The work in the exhibit at Gabriel’s certainly illustrated the vivid directness of this alternative form of communication. From Ronald S.’s Pattern Paintings, based on African textile patterns, to Leroy J.’s amazing Laundry Dog, which presents a domestic interior including a thickly-outlined dog sitting adjacent to a glass-fronted washing machine, colorfully flattening the space to create a world of intriguing spatial ambiguity, the paintings virtually jumped off the wall, inviting the viewer to see a small corner of the artist’s world. Mecklem notes that many of the men, while developmentally disabled, are fairly “high functioning,” and as such, to the casual observer, may only have looked like “some of the dropouts hanging out on the corner,” often not completing their education due to a range of undiagnosed difficulties, and ultimately turning to drugs in an effort to self-medicate for conditions that can include schizophrenia, depression, bipolar disorder, and others.
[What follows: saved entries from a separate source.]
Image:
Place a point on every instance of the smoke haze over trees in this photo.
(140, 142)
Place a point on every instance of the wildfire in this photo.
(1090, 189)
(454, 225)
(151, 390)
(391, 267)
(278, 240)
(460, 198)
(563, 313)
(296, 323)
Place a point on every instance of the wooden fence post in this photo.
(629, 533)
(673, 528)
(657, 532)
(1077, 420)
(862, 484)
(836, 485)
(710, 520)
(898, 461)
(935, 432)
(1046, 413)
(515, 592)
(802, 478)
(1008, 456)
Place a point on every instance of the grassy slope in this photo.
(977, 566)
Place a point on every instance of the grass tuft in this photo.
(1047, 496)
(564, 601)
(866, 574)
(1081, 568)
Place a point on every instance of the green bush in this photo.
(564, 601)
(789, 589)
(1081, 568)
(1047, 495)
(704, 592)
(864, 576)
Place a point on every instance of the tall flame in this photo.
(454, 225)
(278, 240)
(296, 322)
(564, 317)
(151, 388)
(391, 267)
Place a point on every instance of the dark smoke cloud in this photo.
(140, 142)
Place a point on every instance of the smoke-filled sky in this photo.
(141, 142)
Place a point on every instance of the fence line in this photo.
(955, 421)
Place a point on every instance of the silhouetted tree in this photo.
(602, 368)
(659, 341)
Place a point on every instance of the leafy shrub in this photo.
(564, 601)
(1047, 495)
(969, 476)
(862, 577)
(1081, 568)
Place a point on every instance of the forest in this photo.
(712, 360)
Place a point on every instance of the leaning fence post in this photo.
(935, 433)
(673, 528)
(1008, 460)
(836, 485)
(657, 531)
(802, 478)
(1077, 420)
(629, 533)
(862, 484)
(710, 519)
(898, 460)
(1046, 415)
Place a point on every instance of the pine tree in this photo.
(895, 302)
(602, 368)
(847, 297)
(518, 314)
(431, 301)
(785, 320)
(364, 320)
Looking at the artwork, one has an entirely different way of viewing and understanding these men, appreciating the inner beauty that each has discovered through the process of making. Understandably, the power of creation here is put to the service of personal recovery, of helping the individual pull his world back together again to find a path out of chemical dependency and back into society.
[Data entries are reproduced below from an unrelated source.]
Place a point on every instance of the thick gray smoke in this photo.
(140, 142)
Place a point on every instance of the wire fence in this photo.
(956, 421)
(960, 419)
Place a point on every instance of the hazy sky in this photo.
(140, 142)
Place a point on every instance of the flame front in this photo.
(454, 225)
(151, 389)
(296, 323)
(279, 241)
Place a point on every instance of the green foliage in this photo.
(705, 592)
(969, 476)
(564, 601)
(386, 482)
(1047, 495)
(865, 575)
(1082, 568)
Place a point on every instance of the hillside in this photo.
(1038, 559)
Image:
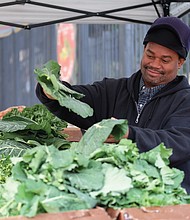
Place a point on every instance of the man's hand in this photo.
(49, 96)
(111, 138)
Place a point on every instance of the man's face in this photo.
(159, 64)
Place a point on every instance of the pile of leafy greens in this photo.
(90, 173)
(33, 126)
(48, 76)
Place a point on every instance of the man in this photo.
(154, 100)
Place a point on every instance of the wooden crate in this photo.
(91, 214)
(176, 212)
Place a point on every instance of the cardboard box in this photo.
(91, 214)
(176, 212)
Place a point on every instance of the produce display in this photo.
(90, 173)
(42, 172)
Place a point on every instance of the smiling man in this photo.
(155, 100)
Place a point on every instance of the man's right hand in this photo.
(49, 96)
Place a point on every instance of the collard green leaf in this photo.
(12, 148)
(97, 134)
(48, 77)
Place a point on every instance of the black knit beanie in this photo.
(170, 32)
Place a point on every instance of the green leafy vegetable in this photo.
(33, 126)
(47, 179)
(48, 77)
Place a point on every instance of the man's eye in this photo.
(165, 61)
(149, 56)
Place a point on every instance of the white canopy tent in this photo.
(29, 14)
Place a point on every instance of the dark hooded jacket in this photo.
(165, 119)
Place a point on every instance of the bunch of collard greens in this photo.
(90, 173)
(48, 76)
(33, 126)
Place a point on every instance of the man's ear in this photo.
(181, 62)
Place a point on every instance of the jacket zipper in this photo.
(138, 115)
(137, 118)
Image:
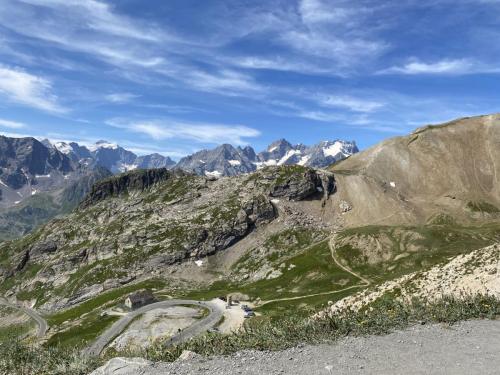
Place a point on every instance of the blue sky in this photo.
(181, 75)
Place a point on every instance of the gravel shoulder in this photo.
(466, 348)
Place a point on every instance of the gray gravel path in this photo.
(41, 322)
(215, 314)
(467, 348)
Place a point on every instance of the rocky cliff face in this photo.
(37, 209)
(138, 224)
(138, 180)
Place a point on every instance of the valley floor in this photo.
(470, 347)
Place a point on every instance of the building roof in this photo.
(141, 295)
According to Mecklem, some of the men really take to the habit of making the work, continuing to return to the Art Garage to work even after they’ve moved out of the residence to continue their lives beyond rehab. The program’s relationship to the community has followed a similar, if reversed, trajectory. For a number of years, Mecklem organized two exhibitions a year at the Art Garage, which developed a small but devoted following of artists and art lovers who regularly helped to support the program by buying one-of-a-kind cards and calendars. Over time and due to popular demand, it was decided to allow artists who had progressed in the program and their recovery (usually for 12 or more months) to volunteer work to be offered for sale. Two-thirds of the sale price goes to the artist’s personal account, the remainder goes to cover materials costs, etc. The show at Gabriel’s represents a new phase of public exposure for the program, as it was the first exhibition that has taken the work to the public at large, and it proved spectacularly successful—within a few days of the opening, all the available work had sold (for extremely modest prices: the most expensive piece went for $21). Most popular were the Walking Sticks, a regular feature of the art program. Mecklem has the artists select slender saplings in the woods, peeling off the bark to reveal the soft inner wood, which is then sanded perfectly smooth. After planning a pattern on paper, the artist transfers the drawing to the stick, burning it into the surface with a special tool, often improvising on the design in the process.

The walking sticks provide a beautiful metaphor of what art and art-making can really do for people—and not just people in rehab, either—they are proof that the active engagement with one’s inner creativity is beautiful, useful, and can provide something to help us through those difficult times, when standing on our own two feet can otherwise seem almost impossible.